La Fontain’in karga ile Tilki masalı vardır.’’ Gargaya o güzel sesinle bir türkü söyle der. Kargada ben La Fontain’in masalını okudum artık senin kurnazca iltifatına kanmam diyor. Kürtlerde artık Türklere inanmıyor. Eskiden Kürtçü siyasiler vardı. Fakat geçen sene Diyarbakıra yaptığım seyahatlarda gördüm ki Kürtler kimliklerine bilinçlenmişler. Temsilcilerine hacet yok. BütÜn Kürt halkı dilinde tedrisat istiyor, bölünmek istemiyor. Yerel özerklik istiyorlar. Bir çok aydın Türk yazarıda köşe yazılarında ayni intibadan dem vuruyorlar. Lozan’ın onlar için eserat şehadetnamesi olduğuna inanıyorlar. Türk kelimesi milletin adı, Kürt kelimesi etnisitenin adı yutturmacısına ne Kürdü, ne Ermenisi, ne lazı inanmıyor. Birlikte kardeş kardeş yaşadığımızı iddia ettiğimiz milyonlarca Ermeni, Rum, Yahudi nerede. Hepsi hepsi 80bin kişi. Ya öldürüldüler, yahutta sürüldüler, yahutta korkularından kaçıp gittiler. Yukarda saydığım hakikatlerden yüzleşmekten korkmayın. Korkunun ecele faydası yok. 150 bin Kıbrıslı Türk için devlet kurarken,UNO da akredite 100 bin nufusun altında devlet var. 40 milyonluk Kürtlere kendi kendilerini idare etmeği neden çok görüyorsunuz* Kardeş olduğunuz için mi? Dünyanın 200 eyakın UNO’da akredite devletlerinden tek bir tanesi dahi Kıbrıs ürk devletini tanıdı mı?

Diyorlar ki AK parti çoğunluğuna dayanarak istediklerini dayatıyor. Halbuki adil olan, çoğunsallıktır. Peki siz Türkiyede çoğunlukta olduğunuz için Ne mutlu Türküm demeyi, Türkiye Türklerindir demeyi, Türkiye vatandaşı olan herkes Türktür demiyormusunuz? Bu tenakuzu nasıl izah ediyorsunuz?

Erdoğan birlikte yaşama direncini göstermekte fakat , ister mikro milliyetcilik diyin, ne derseniz deyin USA da, AB de 40 milyon Kürtte Kürdistanda özerkliğine kavuşmasını istemektedir. Şimdilik konjonktür buna müsait değil. Onun içinde Barzani’de, Kürt siyasileride bu gibi laflar etmekten çekiniyorlar. MHP nin dediği doğrudur. Kürtler ilelebet dörde bölük yaşamağı insan haklarına aykırı buluyorlar.

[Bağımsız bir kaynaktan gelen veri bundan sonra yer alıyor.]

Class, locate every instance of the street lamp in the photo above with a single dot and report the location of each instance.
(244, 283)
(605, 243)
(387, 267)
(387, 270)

Bakın Almanyanın Baverya bölgesi ‘’Serbest Baverya devletidir’. Irkıda, dinide, lisanıda, ayni olmasına rağmen kendi parlamentoları, hükumetleri, bayrakları var. İskoçya yeniden parlamentosunu kurdu. Avusturyalılar ırk olarak, lisan olarak Almanlardan değişik bir yanları yok ama devletleri , bayrakları var ve sulh içinde yaşıyorlar.

Türklerde eninden sonunda Kürtlerin dilinide, kimliğinide, özerkliğinide tanıyacak. Türkler birlikte yaşamakta samimi iseler . Bu Türklerin kütfunada bağlı değil. Yaraları iyileştiren en uygun vasıta ZAMAN’dır. Zamanla kardeşçe yaşama ğa, evlenmeğe, sevişmeğe kavuşmak elbet bir gerçek olacaktır.

Ne diyordu Namık Kemal : Zulmun topu ,tüfeği ( Skorskyleri) varsa, hakkında bükülmez kolu vardır. Magosaya zindana gönderdinizde ne oldu. Nazım’ı hapishanelerde yok etmek istedinizde ne oldu. Ahmet Arif’in prangaları paslanmadı. Ahmet Kaya, Şıvan vatan hasretinde yanıp tutuimuşlar. Onlara EMPATİ kuramazsınız. Çünkü Türkiyede siyasilerin yüzleşme yeteneği yoktur. İngiltere kraliçesi geçen hafta İrlandayı ziyaretinde ‘ACILARIMIZ MÜŞTEREKTİR’’ dedi. Çankayadanda böyle bir söz bekliyoruz.